Shutdowns cause China’s economy to shrink
BEIJING — China’s economy contracted in the three months ending in June compared with the previous quarter after Shanghai and other cities shut down to fight coronavirus outbreaks, but the government said a “stable recovery” is under way after businesses reopened.
The world’s second-largest economy shrank by 2.6%, down from the JanuaryMarch period’s already weak 1.4%, official data showed Friday.

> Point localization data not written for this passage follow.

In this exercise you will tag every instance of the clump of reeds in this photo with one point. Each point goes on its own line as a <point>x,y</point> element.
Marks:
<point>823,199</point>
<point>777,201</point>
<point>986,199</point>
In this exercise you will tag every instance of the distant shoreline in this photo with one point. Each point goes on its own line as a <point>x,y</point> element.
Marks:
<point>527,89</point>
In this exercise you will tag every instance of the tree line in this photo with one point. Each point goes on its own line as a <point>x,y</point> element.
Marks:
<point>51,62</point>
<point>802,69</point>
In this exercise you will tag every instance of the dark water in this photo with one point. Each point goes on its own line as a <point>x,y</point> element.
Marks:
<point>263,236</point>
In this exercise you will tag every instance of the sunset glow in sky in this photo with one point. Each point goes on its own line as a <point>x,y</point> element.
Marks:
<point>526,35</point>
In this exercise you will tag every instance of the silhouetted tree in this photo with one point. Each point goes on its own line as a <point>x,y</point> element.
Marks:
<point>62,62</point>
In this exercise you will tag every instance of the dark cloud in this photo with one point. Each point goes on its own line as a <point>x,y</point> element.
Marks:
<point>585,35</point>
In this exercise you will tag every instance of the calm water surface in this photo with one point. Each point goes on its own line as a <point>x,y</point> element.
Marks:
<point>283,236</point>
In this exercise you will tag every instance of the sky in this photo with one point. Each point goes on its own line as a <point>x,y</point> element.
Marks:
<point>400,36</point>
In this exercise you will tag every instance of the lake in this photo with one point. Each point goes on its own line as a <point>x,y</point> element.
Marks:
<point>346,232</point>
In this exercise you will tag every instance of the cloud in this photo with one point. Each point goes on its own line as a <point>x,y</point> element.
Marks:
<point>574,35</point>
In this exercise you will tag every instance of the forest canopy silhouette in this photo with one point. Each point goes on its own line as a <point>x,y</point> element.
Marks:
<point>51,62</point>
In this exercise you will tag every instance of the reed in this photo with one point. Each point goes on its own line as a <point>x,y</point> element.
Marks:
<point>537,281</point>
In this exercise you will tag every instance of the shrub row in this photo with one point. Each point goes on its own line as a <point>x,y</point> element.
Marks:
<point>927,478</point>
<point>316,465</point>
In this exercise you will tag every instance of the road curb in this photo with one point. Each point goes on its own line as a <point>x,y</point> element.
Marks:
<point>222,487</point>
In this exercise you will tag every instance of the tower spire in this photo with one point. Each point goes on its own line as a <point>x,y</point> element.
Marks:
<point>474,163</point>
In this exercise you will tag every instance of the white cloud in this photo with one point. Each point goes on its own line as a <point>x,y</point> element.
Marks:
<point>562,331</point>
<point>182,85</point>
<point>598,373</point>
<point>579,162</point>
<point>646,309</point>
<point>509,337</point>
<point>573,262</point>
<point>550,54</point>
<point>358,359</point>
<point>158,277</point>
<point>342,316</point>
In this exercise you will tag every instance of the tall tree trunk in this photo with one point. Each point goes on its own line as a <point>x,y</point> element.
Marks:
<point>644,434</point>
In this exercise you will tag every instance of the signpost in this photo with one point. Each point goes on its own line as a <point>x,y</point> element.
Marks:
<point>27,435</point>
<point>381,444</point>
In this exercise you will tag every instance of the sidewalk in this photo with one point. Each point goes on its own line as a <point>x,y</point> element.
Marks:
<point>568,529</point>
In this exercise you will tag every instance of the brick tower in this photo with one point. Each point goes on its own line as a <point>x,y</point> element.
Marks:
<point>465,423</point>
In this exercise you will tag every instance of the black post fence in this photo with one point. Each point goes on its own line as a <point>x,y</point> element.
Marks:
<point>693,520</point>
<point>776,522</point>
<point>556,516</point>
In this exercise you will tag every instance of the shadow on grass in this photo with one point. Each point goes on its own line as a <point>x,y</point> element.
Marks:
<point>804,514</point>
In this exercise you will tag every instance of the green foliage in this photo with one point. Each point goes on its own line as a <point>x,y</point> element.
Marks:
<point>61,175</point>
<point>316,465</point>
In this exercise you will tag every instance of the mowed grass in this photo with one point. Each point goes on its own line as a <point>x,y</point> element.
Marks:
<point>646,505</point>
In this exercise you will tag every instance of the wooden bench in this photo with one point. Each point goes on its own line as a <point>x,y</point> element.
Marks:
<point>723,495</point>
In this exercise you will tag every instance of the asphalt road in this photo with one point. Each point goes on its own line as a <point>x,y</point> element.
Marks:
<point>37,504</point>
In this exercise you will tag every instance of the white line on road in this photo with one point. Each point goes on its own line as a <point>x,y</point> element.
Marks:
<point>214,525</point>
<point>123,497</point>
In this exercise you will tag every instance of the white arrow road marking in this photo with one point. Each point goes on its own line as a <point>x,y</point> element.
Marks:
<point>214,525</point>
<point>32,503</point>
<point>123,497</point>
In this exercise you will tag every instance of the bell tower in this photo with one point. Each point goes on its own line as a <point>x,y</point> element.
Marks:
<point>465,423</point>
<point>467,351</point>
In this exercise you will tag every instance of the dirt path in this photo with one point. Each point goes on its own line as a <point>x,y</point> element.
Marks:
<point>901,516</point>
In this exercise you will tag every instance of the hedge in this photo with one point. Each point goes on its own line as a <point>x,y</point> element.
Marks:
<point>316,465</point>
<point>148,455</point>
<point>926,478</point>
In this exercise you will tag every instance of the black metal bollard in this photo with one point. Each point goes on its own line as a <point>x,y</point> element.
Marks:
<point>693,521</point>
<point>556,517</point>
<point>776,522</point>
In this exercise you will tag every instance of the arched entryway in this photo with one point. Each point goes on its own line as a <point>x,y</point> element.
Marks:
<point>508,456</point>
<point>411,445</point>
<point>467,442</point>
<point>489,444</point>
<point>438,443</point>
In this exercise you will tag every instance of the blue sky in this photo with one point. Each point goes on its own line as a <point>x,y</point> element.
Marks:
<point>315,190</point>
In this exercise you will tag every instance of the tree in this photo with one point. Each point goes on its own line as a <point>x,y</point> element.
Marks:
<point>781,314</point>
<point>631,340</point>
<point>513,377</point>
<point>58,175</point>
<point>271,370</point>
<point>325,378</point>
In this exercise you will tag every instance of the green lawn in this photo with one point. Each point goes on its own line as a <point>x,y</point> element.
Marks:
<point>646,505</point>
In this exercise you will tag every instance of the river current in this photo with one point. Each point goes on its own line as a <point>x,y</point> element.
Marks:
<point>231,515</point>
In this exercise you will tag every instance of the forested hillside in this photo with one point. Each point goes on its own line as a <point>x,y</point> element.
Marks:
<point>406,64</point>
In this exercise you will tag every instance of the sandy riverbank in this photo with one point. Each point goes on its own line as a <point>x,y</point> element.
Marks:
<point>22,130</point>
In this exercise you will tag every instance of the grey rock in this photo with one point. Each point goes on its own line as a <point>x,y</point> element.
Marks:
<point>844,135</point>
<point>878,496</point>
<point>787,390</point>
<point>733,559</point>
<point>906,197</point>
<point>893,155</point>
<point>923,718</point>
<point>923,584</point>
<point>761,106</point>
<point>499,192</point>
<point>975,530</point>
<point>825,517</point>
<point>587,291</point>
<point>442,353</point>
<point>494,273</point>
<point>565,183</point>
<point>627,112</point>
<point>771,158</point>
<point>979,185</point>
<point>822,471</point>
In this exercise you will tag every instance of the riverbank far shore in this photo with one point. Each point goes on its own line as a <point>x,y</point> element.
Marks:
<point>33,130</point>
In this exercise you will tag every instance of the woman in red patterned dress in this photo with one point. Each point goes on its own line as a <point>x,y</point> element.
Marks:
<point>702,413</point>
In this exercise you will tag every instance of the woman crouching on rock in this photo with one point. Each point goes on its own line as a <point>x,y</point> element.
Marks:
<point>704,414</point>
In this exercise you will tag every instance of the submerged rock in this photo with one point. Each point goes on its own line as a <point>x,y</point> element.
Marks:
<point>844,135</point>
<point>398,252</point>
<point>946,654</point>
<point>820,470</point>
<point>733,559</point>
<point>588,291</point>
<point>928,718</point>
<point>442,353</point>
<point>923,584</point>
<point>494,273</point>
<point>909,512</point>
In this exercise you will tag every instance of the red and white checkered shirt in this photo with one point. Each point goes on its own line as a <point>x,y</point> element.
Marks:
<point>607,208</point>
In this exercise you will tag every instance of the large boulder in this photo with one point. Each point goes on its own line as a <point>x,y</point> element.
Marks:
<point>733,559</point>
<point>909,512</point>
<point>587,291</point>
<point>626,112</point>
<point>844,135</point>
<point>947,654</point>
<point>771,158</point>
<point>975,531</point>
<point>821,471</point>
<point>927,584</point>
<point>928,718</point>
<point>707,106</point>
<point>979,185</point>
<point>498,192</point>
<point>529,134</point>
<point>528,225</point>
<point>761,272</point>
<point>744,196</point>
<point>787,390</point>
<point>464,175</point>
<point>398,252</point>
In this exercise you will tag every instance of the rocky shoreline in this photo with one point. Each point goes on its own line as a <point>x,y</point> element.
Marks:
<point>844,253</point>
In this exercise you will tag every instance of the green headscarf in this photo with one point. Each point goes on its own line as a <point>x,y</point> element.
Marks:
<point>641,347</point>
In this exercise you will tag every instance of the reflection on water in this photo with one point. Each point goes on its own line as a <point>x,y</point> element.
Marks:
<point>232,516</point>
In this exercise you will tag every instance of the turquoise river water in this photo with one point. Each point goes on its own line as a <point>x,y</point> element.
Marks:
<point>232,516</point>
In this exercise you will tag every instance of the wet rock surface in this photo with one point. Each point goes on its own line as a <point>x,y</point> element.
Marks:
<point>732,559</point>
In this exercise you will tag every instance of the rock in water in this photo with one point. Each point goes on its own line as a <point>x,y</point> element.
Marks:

Compared with a year earlier, which can hide recent fluctuations, growth slid to 0.4% from the earlier quarter’s 4.8%.
Activity was “much weaker than expected,” Rajiv Biswas of S&P Global Market Intelligence said in a report.
Anti-virus controls shut down Shanghai, site of the world’s busiest port, and other industrial centers starting in late March, fueling concerns global trade and manufacturing might be disrupted. Millions of families were confined to their homes, depressing consumer spending.
Factories and offices were allowed to start reopening in May, but economists say it will be weeks or months before activity is back to normal. Economists and business groups say China’s trading partners will feel the impact of shipping disruptions over the next few months.
“The resurgence of the pandemic was effectively contained,” the statistics bureau said in a statement. “The national economy registered a stable recovery.”
Data on factory output, consumer spending and other activity suggest overall growth was even weaker than the headline figure, Julian Evans-Pritchard of Capital Economics said in a report.
“Even accounting for June’s strength, the data are consistent with negative y/y (year-on-year) growth last quarter,” EvansPritchard wrote.
The slump hurts China’s trading partners by depressing demand for imported oil, food and consumer goods.
Repeated shutdowns and uncertainty about business conditions have devastated entrepreneurs who generate China’s new wealth and jobs.